Targets provided by iCLUE&ASK™ are being used for lead generation.© Standigm

In collaboration with an IT firm, Standigm has recently developed a searchable online platform called iCLUE&ASK™ where researchers can prioritize protein targets for diseases. The AI-aided target discovery platform offers protein targets by producing a huge knowledge graph database from the context of all the scientific data, which can be used to rank targets for various disease areas.
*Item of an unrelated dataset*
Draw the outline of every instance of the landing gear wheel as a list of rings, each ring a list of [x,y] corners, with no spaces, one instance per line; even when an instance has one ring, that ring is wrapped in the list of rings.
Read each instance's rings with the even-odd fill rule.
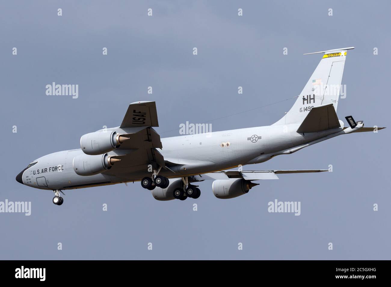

Targets provided by iCLUE&ASK™ are being experimentally validated and used for lead generation with global collaboration partners.

Intellectual property is at the core of any pharmaceutical business, and hence the ability to assess a potential candidate’s novelty is paramount, explains Kim. “We have our own proprietary technology that can be used to score the novelty of a molecule,” he says. “That makes it possible to identify, with a high degree of certainty, whether a potential new drug candidate is likely to result in a patentable product, providing pharmaceutical companies with a degree of economic confidence in which potentially marketable products they should invest.”

Kim adds that another of Standigm’s strengths lies in the company’s commitment to continually revisit and re-evaluate its processes, monitoring and fine-tuning its algorithms, retaining what works and discarding what doesn’t. “If we fail, we update our model to make a better decision,” Kim explains. “In this way, we keep learning from our experience and cutting the time it takes to reach the end product.”